Ohio, Indiana, and Illinois quickly fell
through the rearview mirror of our car yesterday.
Hard rains struck near Columbus. Well-tended farmer’s fields expanded and
began to displace leafy trees in Indiana.
Green rows of corn marched against us in Illinois. Thick traffic slowed us on the St Louis
bypass.
As we crossed the muddy and rolling Missouri
River, I said to that girl, “Think about that river. It starts at your sister’s back door in
Montana. That’s something.”
That girl’s sister often takes her
morning walks at the Missouri Headwaters near Three Forks, Montana; where the
Gallatin River, the Jefferson River, and the Madison River twine together forming the Missouri among
cottonwood trees and mountain backdrops.
Consider. The Missouri River is the longest river in North
America. From the point where it merges with
the Mississippi near St. Louis to its headwaters in Montana, the river twines
through some 2341 miles varied, often rugged terrain.
Exploring the West by way of this
river, The Lewis and Clark expedition departed from St Louis on May 14, 1804. The expedition—pushing up the river itself—did
not even reach the present day state of Montana until April 27, 1805. This, after overwintering with Mandan Indians
along the river in what is now present day North Dakota.

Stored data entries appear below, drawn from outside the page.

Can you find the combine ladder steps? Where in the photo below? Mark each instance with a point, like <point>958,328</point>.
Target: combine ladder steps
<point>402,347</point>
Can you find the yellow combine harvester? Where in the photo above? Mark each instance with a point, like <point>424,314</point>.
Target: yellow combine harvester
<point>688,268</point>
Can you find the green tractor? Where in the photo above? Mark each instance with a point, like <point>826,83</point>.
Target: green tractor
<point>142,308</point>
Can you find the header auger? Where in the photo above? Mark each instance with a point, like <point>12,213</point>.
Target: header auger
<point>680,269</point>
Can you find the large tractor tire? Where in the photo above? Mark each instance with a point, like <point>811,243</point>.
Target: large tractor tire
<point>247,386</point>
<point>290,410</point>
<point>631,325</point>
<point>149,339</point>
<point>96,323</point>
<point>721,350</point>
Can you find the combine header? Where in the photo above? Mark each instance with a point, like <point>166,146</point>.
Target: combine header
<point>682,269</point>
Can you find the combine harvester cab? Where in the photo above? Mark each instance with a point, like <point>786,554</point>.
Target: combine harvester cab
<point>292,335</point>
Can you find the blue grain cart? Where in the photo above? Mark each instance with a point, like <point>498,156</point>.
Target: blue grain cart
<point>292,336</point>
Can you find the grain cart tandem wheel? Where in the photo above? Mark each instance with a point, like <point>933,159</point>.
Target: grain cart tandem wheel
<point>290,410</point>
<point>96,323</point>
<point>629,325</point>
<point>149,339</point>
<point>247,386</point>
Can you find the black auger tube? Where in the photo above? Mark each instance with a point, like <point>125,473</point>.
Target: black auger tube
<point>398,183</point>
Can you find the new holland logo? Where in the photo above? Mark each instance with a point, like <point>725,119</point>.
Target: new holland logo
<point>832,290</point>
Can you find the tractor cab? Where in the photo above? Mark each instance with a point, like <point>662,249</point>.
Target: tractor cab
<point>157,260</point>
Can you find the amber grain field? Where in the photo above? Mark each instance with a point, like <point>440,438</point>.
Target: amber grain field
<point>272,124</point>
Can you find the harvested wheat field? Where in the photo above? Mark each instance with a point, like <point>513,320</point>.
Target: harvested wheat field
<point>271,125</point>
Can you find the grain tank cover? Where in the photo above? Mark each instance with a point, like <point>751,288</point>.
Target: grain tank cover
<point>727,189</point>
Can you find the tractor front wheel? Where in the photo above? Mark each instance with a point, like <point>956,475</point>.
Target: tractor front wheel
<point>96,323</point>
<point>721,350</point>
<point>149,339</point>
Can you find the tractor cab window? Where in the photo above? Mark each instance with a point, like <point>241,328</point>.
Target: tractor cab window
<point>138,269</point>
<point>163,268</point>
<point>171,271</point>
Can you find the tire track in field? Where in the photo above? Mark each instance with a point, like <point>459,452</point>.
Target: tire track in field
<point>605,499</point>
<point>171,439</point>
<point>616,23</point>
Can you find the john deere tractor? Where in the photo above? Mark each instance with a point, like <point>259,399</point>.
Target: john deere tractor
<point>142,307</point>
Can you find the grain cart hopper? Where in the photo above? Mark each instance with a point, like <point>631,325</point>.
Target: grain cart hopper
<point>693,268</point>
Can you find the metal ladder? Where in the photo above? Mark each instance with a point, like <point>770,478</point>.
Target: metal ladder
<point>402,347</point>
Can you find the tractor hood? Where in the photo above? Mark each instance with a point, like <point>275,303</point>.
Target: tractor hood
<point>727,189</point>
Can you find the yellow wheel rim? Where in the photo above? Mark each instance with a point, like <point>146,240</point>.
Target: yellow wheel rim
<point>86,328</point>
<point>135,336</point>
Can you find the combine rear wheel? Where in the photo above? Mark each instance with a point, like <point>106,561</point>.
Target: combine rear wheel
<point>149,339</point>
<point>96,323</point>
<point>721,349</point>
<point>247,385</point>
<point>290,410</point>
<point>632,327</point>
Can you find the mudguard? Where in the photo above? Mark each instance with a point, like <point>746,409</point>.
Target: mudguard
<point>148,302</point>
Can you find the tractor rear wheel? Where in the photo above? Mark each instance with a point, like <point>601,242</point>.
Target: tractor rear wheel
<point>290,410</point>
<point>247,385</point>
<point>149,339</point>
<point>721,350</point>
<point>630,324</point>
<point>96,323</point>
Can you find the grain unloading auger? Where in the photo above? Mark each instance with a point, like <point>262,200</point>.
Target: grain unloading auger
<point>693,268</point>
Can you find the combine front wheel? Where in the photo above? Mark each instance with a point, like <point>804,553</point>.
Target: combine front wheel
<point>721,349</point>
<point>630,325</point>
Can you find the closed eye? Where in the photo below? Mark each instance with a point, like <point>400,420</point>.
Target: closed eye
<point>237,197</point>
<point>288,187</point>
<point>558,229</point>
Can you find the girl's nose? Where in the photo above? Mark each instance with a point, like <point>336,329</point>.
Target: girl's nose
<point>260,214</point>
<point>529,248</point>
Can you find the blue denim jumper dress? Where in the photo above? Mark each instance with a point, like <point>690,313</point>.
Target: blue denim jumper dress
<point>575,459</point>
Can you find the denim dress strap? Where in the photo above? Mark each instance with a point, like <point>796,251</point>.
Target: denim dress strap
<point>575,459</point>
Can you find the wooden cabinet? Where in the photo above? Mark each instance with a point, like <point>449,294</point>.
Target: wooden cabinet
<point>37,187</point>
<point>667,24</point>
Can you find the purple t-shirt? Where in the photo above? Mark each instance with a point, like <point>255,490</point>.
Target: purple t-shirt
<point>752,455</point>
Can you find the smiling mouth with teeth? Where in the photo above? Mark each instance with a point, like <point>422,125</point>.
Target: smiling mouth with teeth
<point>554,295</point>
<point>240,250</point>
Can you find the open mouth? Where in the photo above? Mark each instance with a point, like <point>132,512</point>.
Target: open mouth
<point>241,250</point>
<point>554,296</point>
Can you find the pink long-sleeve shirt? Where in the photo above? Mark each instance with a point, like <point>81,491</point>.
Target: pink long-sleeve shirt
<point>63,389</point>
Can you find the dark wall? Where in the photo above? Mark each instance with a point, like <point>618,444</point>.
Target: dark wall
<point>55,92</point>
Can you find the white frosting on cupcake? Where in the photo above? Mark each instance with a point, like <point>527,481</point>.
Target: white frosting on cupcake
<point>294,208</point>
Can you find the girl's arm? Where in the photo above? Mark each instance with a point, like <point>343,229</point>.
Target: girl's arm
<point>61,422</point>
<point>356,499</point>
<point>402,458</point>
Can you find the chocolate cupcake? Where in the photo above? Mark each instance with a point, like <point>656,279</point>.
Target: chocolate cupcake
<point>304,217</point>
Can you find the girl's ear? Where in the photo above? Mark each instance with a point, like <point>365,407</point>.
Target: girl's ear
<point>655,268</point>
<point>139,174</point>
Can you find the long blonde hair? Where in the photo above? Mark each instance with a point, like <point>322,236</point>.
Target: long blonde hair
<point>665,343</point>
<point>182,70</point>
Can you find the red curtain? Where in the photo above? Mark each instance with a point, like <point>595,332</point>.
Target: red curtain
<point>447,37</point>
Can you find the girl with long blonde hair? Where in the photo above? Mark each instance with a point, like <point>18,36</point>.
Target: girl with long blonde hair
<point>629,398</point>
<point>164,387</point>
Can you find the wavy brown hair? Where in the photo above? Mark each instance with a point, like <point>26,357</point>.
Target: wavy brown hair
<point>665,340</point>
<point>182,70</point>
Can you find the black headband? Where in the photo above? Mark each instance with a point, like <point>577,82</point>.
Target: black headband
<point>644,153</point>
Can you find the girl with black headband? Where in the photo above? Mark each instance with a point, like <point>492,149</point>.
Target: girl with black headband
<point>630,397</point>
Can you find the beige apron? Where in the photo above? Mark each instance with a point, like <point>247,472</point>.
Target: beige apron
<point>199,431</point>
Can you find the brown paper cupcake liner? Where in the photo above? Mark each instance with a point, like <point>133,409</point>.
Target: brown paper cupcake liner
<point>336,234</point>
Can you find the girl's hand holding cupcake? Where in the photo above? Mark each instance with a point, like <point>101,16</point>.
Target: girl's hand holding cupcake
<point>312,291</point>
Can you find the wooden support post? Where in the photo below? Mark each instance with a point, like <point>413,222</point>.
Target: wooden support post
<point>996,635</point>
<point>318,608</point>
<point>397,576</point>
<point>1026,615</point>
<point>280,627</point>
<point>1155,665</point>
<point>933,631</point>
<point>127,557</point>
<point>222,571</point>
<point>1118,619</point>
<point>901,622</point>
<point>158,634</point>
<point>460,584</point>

Some 2341 miles upriver, on July 17, 1805,
the Corps of Discovery finally camped at the Headwaters of the Missouri.
I have crossed the Missouri River—quite
literally—hundreds of times in Montana.
My “lake front” is actually the waters of the Missouri River having been
backed up into the Prickly Pear Creek drainage by Hauser Dam a few miles
downstream.
By land, I have crossed the river
outside Montana less than a dozen times.